As I’m walking the career path of a software engineer, I’m not very familiar with data management and have always been thinking “I want to learn about data management”. When I found this book available on Kindle Unlimited, I read it.

Table of Contents & End-of-Chapter Checklists

【01: Data Architecture】 ・Is there an architecture diagram from data generation to business utilization? ・Is there an improvement plan for the architecture?

【02: Data Storage and Operations (DB)】 ・Are you properly storing data throughout its entire lifecycle? ・Are database and storage maintenance operations sufficiently stable?

【03: Data Integration and Interoperability (ETL)】 ・Can you safely provide data in the required format and timing? ・Are the costs and complexity of data integration sufficiently reduced?
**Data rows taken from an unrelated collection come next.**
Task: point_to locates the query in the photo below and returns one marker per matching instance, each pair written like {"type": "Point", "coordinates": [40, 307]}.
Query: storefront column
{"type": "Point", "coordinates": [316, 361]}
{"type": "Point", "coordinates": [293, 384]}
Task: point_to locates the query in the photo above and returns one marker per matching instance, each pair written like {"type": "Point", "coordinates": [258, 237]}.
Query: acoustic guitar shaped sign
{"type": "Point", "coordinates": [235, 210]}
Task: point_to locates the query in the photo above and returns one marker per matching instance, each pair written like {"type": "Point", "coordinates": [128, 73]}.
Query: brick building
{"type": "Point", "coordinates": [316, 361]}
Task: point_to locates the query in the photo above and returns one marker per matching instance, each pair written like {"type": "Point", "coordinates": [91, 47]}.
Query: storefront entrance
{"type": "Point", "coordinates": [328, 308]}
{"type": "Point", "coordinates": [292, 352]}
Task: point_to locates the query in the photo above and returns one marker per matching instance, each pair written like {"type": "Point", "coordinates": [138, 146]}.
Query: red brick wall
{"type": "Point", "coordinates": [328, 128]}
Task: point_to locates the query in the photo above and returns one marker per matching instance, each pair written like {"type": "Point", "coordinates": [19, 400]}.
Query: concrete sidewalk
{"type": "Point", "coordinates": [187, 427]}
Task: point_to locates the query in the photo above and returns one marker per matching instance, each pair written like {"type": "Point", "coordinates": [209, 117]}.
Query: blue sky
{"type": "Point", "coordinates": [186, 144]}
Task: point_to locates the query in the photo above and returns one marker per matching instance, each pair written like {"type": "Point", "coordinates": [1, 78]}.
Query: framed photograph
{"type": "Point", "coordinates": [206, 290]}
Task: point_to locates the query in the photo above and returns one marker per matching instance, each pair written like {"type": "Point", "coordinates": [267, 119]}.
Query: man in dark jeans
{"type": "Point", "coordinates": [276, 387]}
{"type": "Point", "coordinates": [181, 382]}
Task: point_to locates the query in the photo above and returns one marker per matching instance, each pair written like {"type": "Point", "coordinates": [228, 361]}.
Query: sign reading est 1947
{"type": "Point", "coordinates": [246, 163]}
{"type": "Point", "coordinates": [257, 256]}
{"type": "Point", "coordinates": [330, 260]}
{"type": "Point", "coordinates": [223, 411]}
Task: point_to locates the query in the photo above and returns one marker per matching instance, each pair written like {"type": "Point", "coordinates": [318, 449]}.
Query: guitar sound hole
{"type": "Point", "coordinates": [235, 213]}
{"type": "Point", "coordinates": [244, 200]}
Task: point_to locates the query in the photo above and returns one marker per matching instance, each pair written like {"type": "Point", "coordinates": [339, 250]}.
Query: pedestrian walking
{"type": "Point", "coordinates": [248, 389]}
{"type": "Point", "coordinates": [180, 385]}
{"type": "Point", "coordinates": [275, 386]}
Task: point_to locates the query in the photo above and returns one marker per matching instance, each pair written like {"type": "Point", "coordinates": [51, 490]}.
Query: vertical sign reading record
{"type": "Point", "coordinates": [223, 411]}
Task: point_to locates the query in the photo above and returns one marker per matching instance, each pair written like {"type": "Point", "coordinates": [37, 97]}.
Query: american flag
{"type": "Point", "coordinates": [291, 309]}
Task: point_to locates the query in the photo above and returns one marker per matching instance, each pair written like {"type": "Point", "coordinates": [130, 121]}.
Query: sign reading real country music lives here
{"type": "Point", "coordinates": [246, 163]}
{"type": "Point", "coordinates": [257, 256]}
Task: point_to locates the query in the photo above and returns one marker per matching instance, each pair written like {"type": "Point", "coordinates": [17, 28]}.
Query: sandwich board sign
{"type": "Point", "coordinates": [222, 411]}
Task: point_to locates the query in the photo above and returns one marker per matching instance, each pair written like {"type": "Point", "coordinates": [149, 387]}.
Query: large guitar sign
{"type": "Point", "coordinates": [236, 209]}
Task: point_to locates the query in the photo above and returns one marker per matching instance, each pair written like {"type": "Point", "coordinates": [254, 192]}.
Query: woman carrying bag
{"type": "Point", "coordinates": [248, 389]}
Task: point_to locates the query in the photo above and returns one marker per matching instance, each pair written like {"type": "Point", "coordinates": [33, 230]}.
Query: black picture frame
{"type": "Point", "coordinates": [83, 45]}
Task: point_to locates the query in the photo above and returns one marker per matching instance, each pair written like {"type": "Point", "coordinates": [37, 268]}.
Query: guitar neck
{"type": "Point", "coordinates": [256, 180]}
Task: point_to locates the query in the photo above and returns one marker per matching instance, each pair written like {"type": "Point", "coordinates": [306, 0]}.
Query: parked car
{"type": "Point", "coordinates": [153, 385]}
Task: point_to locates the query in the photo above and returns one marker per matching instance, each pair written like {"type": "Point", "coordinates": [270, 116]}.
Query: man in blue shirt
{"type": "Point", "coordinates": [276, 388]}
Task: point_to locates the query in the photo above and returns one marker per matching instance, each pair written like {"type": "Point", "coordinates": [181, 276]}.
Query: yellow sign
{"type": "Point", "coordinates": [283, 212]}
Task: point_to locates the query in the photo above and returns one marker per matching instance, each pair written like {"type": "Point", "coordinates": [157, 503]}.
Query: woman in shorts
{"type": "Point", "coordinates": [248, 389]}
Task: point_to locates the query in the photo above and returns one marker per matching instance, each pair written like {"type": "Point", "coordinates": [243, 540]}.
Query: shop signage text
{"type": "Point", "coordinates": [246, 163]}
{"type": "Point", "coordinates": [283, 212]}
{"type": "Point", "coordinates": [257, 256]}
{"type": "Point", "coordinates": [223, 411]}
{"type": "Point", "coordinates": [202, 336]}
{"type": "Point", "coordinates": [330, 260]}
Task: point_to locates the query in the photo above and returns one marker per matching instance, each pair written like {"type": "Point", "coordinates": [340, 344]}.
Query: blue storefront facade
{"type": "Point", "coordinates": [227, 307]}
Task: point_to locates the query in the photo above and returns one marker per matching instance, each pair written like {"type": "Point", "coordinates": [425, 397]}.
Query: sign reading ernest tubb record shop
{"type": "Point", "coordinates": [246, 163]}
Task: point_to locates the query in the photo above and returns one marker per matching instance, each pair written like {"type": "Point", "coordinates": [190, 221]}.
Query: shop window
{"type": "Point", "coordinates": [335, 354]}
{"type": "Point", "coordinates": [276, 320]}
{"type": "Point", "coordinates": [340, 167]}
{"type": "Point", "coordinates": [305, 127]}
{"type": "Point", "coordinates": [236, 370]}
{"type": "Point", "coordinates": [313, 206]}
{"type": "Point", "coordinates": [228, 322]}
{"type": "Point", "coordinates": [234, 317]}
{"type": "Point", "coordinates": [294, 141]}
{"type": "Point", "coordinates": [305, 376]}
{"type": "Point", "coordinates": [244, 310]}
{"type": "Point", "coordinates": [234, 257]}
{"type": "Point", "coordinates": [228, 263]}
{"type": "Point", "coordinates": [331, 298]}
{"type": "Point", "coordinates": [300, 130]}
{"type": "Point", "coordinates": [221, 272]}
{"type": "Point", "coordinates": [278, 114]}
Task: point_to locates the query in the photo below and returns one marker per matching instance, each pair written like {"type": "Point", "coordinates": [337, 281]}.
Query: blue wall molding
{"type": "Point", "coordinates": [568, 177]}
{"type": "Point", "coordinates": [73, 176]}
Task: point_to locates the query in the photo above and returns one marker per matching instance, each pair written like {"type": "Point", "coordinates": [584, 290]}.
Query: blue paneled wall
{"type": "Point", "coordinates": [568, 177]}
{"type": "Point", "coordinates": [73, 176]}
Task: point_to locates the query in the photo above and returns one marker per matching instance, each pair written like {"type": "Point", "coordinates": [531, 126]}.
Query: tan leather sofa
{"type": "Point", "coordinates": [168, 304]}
【04: Data Modeling and Design (ER)】 ・Can you describe data relationships at conceptual, logical, and physical levels? ・Are data model updates and references sufficiently efficient?

【05: Master Data Management】 ・Can master data be used as an official source throughout the company? ・Are master data updates and references sufficiently efficient?

【06: Document and Content Management】 ・Can you effectively and efficiently accumulate, search, and use documents?

【07: Data Security】 ・Is compliance with privacy and confidentiality regulations and policies sufficient? ・Are access restrictions and auditing for privacy and confidentiality sufficient?

【08: Data Quality Management】 ・Can you define data quality (service level: SLA) standards, requirements, and specifications? ・Can you continuously implement definition updates, measurement, reporting, and improvement?

【09: Data Warehousing (DWH) and Business Intelligence (BI)】 ・Can data users effectively and efficiently perform analysis and decision-making?

【10: Metadata Management】 ・Can you sufficiently collect and integrate metadata from various data sources? ・Can you provide standard methods for accessing metadata?

【11: Data Governance】 ・Are role assignments and authority grants for managing data assets sufficient? ・Is there stakeholder agreement on rules, policies, processes, evaluations, tools, and responsibilities for data management? ・Is data utilization proceeding as planned?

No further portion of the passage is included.